Example: Say that NMI is enabled in $2000.7, how would I calculate when it's fired? Do I differentiate based on if $2002.7 is high? Or should I differentiate based on current scanline value (>240)?

What about APU Frame IRQ's? What about jittering?

These are the kinds of things that run through my mind when I am considering changing to a catch-up system.

by on (#84547)
beannaich wrote:
Say that NMI is enabled in $2000.7, how would I calculate when it's fired?

Start of line 241.

Quote:
What about APU Frame IRQ's?

Other articles on the wiki describe when things happen on an NES, such as APU Frame Counter. Fire them when they happen.

by on (#84563)
beannaich wrote:
@James, I wasn't really planning on getting my emulator to be this accurate, but now that I really need to to get MMC3 IRQ and other things working properly, It's time for a structural change!

I hear ya. I initially wrote my emulator in 2003 just to see if I could do it. I had no plans of it becoming a long-term project. Two weeks ago, I was making changes to fix glitches in Mickey's Adventures in Numberland. In between, I've made several big changes as my understanding of how things work evolved; I'm sure I'll do that again. But hey, that's what makes this fun for me.

by on (#84569)
tepples wrote:
Start of line 241.


I was under the assumption that $2000.7 could be toggled to pull /NMI low multiple times per VBlank period? If not, that makes things much easier :lol:

James wrote:
But hey, that's what makes this fun for me.

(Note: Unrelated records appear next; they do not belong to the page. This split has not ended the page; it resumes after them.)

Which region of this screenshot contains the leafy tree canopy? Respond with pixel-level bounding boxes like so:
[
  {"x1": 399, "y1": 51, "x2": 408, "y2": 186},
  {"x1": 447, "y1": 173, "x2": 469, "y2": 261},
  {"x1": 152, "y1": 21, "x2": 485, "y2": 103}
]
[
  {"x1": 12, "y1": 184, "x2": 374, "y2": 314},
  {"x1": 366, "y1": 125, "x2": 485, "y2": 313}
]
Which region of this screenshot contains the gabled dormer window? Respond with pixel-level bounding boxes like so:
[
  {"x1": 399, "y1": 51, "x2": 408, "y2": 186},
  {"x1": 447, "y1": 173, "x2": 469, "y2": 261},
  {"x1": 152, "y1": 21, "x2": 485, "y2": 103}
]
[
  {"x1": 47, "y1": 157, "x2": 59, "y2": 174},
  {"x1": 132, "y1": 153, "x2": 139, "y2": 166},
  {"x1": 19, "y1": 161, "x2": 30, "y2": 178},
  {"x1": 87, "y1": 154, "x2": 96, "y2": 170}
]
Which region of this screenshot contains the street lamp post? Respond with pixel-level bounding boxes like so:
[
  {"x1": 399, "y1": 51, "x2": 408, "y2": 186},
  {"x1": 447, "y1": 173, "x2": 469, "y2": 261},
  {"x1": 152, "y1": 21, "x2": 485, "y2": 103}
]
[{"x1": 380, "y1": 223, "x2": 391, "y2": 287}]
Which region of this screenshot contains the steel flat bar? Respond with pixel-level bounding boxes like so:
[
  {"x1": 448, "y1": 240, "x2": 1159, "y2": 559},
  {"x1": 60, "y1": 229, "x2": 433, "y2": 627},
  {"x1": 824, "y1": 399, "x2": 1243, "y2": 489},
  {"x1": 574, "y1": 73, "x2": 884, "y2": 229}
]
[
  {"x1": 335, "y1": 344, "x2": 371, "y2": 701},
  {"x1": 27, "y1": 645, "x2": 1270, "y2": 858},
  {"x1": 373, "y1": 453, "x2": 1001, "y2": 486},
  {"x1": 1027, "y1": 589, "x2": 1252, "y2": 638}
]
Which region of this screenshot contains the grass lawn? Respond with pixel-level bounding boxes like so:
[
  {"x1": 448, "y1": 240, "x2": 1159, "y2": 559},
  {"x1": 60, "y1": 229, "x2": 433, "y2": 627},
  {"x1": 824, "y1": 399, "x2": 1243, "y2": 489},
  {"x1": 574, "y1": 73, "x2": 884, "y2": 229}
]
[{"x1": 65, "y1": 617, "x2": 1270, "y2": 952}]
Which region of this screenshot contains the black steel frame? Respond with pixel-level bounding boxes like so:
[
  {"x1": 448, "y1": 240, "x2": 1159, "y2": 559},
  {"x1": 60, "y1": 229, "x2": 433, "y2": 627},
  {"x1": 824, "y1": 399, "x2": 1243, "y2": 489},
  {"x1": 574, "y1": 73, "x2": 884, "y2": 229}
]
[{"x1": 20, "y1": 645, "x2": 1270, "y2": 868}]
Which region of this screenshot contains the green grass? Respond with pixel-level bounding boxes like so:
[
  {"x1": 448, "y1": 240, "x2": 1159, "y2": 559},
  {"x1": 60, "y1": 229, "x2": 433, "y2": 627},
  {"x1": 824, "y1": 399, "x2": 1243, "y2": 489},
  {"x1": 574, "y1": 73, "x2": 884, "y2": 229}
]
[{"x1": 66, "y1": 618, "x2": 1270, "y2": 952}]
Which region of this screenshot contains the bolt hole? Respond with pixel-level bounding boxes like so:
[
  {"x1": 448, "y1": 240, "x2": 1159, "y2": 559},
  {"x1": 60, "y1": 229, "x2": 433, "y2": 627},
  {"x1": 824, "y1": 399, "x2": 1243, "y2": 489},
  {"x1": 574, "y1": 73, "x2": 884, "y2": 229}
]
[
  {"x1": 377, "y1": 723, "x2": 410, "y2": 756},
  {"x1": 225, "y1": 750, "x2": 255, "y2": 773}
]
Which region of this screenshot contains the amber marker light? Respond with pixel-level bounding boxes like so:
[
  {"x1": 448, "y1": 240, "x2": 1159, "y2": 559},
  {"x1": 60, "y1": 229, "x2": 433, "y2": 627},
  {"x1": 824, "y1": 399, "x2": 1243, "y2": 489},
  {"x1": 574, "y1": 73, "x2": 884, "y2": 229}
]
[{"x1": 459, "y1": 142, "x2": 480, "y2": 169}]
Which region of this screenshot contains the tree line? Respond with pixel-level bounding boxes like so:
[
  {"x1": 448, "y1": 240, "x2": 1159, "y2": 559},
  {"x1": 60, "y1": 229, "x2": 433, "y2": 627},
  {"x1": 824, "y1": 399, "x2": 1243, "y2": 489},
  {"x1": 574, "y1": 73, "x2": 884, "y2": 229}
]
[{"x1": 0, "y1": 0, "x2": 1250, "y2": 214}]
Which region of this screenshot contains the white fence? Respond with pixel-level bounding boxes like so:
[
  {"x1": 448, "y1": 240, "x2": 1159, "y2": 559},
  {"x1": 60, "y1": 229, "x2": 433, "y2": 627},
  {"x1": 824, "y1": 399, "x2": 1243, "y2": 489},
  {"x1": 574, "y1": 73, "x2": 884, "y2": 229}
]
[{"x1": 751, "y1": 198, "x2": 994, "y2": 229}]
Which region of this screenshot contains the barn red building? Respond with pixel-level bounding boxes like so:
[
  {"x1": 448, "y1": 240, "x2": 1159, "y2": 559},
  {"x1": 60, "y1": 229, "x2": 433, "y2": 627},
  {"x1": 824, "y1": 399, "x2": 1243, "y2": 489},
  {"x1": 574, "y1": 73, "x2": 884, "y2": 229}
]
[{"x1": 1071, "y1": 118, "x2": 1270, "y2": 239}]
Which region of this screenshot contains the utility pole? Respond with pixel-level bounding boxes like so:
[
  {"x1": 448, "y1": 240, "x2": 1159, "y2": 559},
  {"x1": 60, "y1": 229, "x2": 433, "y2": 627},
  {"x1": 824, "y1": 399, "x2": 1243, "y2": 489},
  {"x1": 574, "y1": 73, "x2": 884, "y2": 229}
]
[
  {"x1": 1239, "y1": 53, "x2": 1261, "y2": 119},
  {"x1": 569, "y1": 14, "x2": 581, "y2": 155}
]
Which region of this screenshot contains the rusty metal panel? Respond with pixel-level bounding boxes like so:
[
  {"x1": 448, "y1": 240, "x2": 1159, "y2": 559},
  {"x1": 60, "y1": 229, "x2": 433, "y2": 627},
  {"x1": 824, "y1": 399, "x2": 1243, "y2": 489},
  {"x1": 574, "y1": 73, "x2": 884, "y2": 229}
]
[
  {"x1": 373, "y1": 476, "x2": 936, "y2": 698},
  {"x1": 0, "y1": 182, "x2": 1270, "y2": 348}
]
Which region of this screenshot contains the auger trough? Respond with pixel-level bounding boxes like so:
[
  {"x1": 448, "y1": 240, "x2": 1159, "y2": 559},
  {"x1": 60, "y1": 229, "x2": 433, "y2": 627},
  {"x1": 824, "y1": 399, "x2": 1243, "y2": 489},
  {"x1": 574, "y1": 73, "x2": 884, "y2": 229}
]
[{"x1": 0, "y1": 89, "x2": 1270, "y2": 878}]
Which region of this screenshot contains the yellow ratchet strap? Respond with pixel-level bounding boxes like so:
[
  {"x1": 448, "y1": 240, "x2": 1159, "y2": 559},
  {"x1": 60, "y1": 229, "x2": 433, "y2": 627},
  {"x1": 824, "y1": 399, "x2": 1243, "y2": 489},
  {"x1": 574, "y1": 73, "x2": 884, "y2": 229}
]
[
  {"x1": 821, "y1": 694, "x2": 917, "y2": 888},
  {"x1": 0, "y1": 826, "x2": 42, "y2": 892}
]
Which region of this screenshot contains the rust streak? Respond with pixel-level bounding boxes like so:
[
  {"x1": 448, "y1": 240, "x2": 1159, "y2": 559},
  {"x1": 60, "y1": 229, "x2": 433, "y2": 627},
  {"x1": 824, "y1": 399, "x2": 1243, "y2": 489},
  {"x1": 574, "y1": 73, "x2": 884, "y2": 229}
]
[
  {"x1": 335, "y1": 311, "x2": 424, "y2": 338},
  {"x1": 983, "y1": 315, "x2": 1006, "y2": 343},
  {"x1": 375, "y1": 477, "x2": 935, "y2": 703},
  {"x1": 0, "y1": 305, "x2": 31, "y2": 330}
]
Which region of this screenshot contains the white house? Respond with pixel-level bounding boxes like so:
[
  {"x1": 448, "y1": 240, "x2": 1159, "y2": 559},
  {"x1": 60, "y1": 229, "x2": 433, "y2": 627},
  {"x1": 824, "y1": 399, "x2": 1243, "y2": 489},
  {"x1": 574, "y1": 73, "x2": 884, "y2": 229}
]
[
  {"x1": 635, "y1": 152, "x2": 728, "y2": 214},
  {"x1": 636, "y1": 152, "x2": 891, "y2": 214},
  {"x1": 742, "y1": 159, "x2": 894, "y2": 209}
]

Agreed, I wouldn't be doing any of this if it weren't fun!

by on (#84572)
beannaich wrote:
tepples wrote:
Start of line 241.

I was under the assumption that $2000.7 could be toggled to pull /NMI low multiple times per VBlank period?

It can. If the current scanline is 241 through 260, and $2002 has not been read since the start of 241, and $2000.7 goes from 0 to 1, you should trigger an NMI, just as you'd trigger an IRQ if the next opcode is $00 (BRK #ii).